Franchise Ownership Comes With Tradeoffs

Owning a franchise can be an incredibly positive and empowering move. If you are naturally inclined to entrepreneurship or have just become disenchanted with the corporate landscape, franchise ownership is a way to move forward with your own business without the startup costs and risk associated with developing your own business plan and success support system.

The Cost of Structure

As the saying goes, there is no such thing as a free lunch, and the extensive benefit of ready-made corporate support for your franchise endeavor comes at the cost of substantive and sometimes non-negotiable rules and structure for your business. This unique relationship between franchisor and franchisee results in high levels of franchise litigation. Many franchise companies have uniform franchisee programs, and many agreements are unilateral in nature and written from the franchisor’s perspective. These agreements come with a litany of things a franchisee must do and sometimes an even longer list of what a franchisee cannot do.

Missed Expectations

Franchisees will go into these ventures with strong expectations of projected earnings as well as the type and amount of support they will get from their affiliated corporation. When earnings don’t meet expectations or support received is perceived as less than expected, these relationships start trending toward litigation. Typical litigated issues involve violations of covenants not to compete, encroachment violations or earnings. Covenants not to compete are often violated when franchisees perceive a lack of support to thrive and decide to continue on in their business without the franchisor’s trademark.
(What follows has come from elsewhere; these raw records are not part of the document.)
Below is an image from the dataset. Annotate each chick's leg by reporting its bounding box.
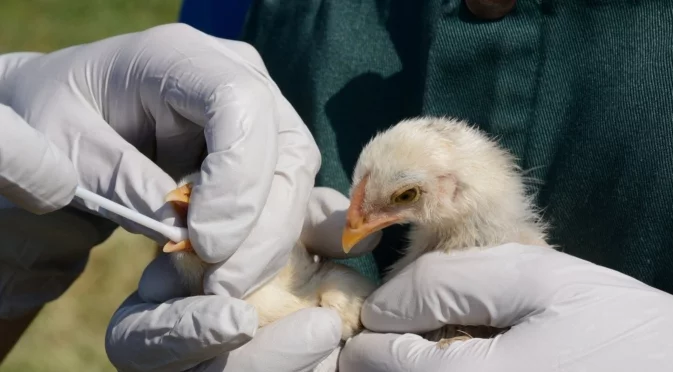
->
[164,183,193,253]
[317,262,376,341]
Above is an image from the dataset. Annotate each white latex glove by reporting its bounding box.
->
[339,244,673,372]
[0,104,77,214]
[0,24,320,297]
[106,188,381,372]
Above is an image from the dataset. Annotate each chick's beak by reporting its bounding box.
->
[341,177,400,253]
[341,208,399,253]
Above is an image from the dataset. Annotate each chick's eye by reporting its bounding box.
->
[392,187,420,204]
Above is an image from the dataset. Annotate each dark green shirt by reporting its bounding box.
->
[234,0,673,292]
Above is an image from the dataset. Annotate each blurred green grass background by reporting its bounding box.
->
[0,0,181,372]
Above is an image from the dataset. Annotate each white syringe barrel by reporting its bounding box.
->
[75,186,189,243]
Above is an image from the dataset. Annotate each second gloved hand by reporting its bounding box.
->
[339,244,673,372]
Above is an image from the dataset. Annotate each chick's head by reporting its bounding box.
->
[342,118,526,252]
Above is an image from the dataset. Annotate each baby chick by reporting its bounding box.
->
[342,117,549,347]
[164,172,375,341]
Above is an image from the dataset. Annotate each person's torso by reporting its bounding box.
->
[188,0,673,292]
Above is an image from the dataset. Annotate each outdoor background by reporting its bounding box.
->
[0,0,181,372]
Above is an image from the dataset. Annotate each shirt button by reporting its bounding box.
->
[465,0,516,19]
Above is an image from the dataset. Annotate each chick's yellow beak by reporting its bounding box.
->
[341,177,400,253]
[341,212,399,253]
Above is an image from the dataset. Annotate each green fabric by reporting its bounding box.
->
[240,0,673,292]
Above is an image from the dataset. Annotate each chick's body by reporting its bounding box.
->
[343,117,549,346]
[169,173,375,340]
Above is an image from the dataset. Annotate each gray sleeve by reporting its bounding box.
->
[0,104,77,214]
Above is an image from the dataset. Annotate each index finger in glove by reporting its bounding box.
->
[339,333,502,372]
[105,294,258,371]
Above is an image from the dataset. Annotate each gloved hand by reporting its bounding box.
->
[106,188,381,372]
[339,244,673,372]
[0,24,320,297]
[0,104,77,214]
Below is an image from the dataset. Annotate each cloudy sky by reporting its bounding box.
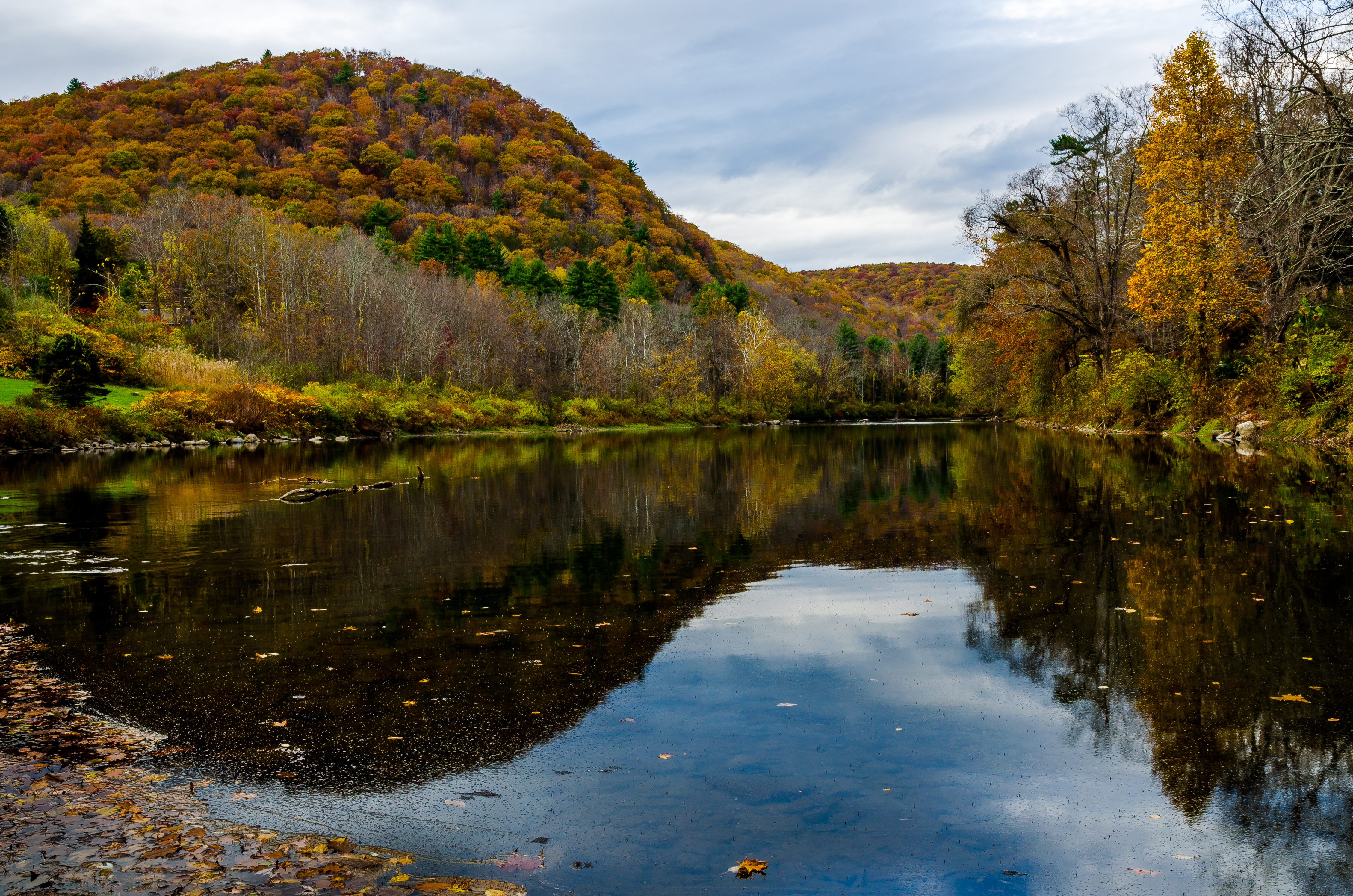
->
[0,0,1210,269]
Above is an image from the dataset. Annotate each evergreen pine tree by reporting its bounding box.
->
[70,215,116,311]
[463,230,507,276]
[564,258,592,308]
[724,283,752,311]
[32,333,108,407]
[589,261,620,321]
[836,321,859,364]
[625,263,659,302]
[906,333,931,376]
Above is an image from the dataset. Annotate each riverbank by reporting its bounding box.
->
[0,386,954,453]
[0,623,526,896]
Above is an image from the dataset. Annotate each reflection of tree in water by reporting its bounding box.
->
[965,438,1353,892]
[0,429,948,788]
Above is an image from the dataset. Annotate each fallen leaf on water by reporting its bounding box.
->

Encroachment violations are typical when a franchisee thinks the franchisor has placed a competing unit in too close of proximity to their own business.

Franchise ownership has pros and cons, and whether or not it is a fit for you depends largely upon your unique situation and the amount of control you want over your business. Being aware of the major reasons you could end up in litigation, however, is a good first step to understanding the franchisee landscape.